I Don’t Want Candy

If yesterday’s strip depicting Mort and his walker (hey! Mort Walker!) going door to door to sell candy yesterday was not heartbreaking enough, here’s poor Carl pushing around his oxygen tank. Anyone opening their door to this sight would be overcome pity, but this Westview resident is fed up after years of Dinkle’s interminable fundraisers and decides she’s gonna take it out on Carl. “Whopperjawed” sounded to me like some kind of Willy Wonka reference (think “everlasting gobstopper“), but according to Google it’s a word meaning “crooked or askew”. Between the nonsensical punchline and the cruelty of sending nursing home residents out to hawk candy, this is FW at its unfunniest.

Candy Man Comes Around. Again.

170505Members of any band under the baton of “Noble” laureate Harry Dinkle are compelled to support the enterprise by going door to door peddling turkeys, books, and that sweet, sweet Belgian chocolate. Even a member who uses a walker and who several years ago couldn’t recognize his own son.
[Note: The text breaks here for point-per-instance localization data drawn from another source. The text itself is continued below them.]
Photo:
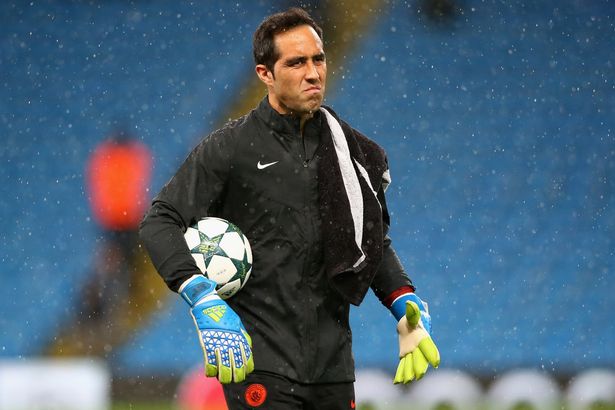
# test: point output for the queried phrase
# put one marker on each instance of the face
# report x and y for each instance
(297, 83)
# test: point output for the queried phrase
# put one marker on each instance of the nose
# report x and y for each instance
(311, 73)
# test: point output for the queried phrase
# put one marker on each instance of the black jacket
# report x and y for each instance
(299, 325)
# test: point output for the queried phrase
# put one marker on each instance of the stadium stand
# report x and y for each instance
(75, 72)
(592, 389)
(498, 125)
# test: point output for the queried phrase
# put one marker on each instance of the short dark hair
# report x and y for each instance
(263, 45)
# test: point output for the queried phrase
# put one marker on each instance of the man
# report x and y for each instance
(308, 192)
Not the River But the Stream

You were hoping that we’d dispensed with Dinkle at least until band camp, but today we find him fronting “The Bedside Manorisms”. Either Dinkle’s done a hell of a job whipping this band into shape, or he truly has gone deaf after all; in any case he feel’s they’re ready to head into the studio. Harry, the internationally renowned fundraiser, seeks to generate merch to sell at their shows, while Walt and the lady violin player we thought was Harriet reject such crass commercialism and embrace the DIY ethic.

Thursday, June 30

I am happy sorry to say that today’s strip was not available for preview.

Instead, please enjoy a trite Throwback Thursday Funky Winkerbean strip!
What was going on in the Batiukverse on June 29, 1996? Only one of the Funky Winkerbean-iest strips in the history of ever!
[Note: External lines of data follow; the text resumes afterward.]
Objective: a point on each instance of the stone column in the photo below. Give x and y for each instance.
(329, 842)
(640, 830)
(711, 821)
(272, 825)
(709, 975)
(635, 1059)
It’s everything that has made this strip what it is since the middle of Act II except for cancer and comic books, all masterfully worked into just 3 panels:
Lisa, Les, Les being insufferable, a woman being unfathomably interested in Les, writing, Lisa, Montoni’s, bricks, John Darling, Lisa, smirking, Les smirking, Les’ face being punchable, Les’ face being punchable while smirking, and even LISA.

Ugh-mblebrag

Oh, of course today’s strip is going to drag the Bedside Manor band back into this. I had my fingers crossed that something else would happen, but really, who didn’t see this coming? Hopefully we’ll get the lucid Mort Winkerbean this time.

I hope the Bedside Manor ensemble’s ill-fated record deal involved a lot of Sousa marches, or at least a slow-paced take on The Ballad Of The Green Berets, because they’ve got less than a week to rehearse. Looks like Dinkle’s about to write a check that his baton can’t cash.

The background characters almost make up for it all, though. Almost.
Let’s see… we’ve got Wooly Willy, Hawaiian giraffe-man, the no-neck dad from “Dustin”, and a blonde smart enough to hide her face so she can always deny having been an extra in Funky Winkerbean. I would much rather be dropping in on their conversations.